Эдуард Романыч сочувственно наклонил голову.
– Представьте, мой муж получает из Дании от отца деньги. Едет в банк в Киавари, показывает паспорт, ему говорят: это, конечно, так, но мы вам все-таки по чеку не выдадим. Вы иностранец, приезжий, фамилия трудная – мы вас не знаем.
Эдуард Романыч улыбнулся.
– Обыкновенная история. Не роман Гончарова, а повседневность здешняя-с…
Марина закипала. В живом ее воображении вновь возникала сцена в Киавари, когда Ника смущенно мялся перед чиновником, путал слова и, заплетаясь, пытался доказать, что он именно и есть тот, о ком говорит чек. Чиновник же уперся и ни с места.
– Обыкновенная… мне дела нет до Гончарова, но ведь денег он нам не выдал. Хороша обыкновенная… Наконец, говорит: «А-а, вы из Барди… Да, знаю, там всегда русские жили. И там есть один такой… signor Edoardo.

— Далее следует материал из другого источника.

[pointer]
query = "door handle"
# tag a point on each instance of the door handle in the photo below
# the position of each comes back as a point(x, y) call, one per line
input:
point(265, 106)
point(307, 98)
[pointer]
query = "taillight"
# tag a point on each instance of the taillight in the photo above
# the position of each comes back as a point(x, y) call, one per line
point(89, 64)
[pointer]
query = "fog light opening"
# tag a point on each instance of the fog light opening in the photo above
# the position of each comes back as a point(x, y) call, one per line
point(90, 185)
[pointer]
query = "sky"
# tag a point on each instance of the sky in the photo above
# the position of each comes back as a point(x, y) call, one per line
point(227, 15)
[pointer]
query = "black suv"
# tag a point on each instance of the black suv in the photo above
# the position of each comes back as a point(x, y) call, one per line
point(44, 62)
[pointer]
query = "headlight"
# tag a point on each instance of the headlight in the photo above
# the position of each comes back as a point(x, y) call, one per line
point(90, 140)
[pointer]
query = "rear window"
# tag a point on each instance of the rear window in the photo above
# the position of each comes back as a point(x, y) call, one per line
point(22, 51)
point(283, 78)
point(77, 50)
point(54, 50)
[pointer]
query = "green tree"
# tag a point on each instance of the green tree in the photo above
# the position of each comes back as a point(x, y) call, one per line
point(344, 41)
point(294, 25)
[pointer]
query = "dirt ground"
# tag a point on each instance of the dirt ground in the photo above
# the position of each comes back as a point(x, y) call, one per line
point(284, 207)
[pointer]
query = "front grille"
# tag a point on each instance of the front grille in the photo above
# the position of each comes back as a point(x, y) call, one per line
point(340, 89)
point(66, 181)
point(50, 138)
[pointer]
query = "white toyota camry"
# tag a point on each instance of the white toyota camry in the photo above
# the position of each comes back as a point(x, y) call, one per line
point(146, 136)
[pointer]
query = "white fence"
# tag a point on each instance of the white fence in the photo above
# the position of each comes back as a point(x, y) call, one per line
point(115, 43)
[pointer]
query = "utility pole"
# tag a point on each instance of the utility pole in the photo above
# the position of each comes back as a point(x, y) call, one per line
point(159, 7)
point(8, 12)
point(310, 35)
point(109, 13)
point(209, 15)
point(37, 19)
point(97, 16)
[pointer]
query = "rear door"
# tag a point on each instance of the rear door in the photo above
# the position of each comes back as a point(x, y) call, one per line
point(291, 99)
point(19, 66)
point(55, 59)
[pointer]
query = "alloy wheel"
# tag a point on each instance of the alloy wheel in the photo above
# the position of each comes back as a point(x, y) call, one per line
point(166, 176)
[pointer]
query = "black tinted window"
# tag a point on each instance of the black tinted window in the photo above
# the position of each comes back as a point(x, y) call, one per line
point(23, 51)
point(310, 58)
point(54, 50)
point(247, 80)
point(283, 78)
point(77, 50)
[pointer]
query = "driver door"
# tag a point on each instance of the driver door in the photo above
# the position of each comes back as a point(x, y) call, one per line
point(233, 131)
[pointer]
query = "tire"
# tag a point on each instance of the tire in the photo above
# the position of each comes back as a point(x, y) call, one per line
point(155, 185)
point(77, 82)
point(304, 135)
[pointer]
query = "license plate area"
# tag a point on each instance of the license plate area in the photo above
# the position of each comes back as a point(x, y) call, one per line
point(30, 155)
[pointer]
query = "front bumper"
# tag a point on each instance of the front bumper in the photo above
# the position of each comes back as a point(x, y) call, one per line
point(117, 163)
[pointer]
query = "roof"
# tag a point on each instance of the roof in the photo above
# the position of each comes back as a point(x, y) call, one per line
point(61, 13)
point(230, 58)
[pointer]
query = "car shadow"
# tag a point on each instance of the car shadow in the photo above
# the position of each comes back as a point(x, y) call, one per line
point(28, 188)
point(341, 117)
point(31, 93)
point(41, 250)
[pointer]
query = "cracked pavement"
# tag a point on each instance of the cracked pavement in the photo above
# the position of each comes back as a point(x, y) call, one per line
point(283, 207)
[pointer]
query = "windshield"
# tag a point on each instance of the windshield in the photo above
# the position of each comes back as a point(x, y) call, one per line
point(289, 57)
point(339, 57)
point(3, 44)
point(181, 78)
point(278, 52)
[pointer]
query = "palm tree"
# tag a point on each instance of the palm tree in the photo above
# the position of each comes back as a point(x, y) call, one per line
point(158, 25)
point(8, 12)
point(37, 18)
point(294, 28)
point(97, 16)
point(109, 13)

Его мы отлично знаем. Если он подтвердит, что вы действительно signor Bar-te-ni-ev, тогда выдадим. А так нельзя. Ведь и сумма большая – тридцать тысяч лир!» Вот какие у вас тут порядки. Так что приходится вас беспокоить…
– Видите, Эдуард Романыч, какой вы могущественный, – сказала Элли. – Вас на всем побережье знают и вон как ваше слово расценивают.
Эдуард Романыч вынул изо рта папиросу. Легкая краска проступила на его лице. Не желая выдавать чувств, он сказал преувеличение мрачно:
– Не первый случай. Когда наших тут было много… и получались переводы, меня не раз в Киавари возили. Помните – он обратился к Элли: у нас был такой… Косарев, тоже наш, хороший товарищ. Но вы над ним почему-то смеялись… хм-м… и звали Кобыльей головой.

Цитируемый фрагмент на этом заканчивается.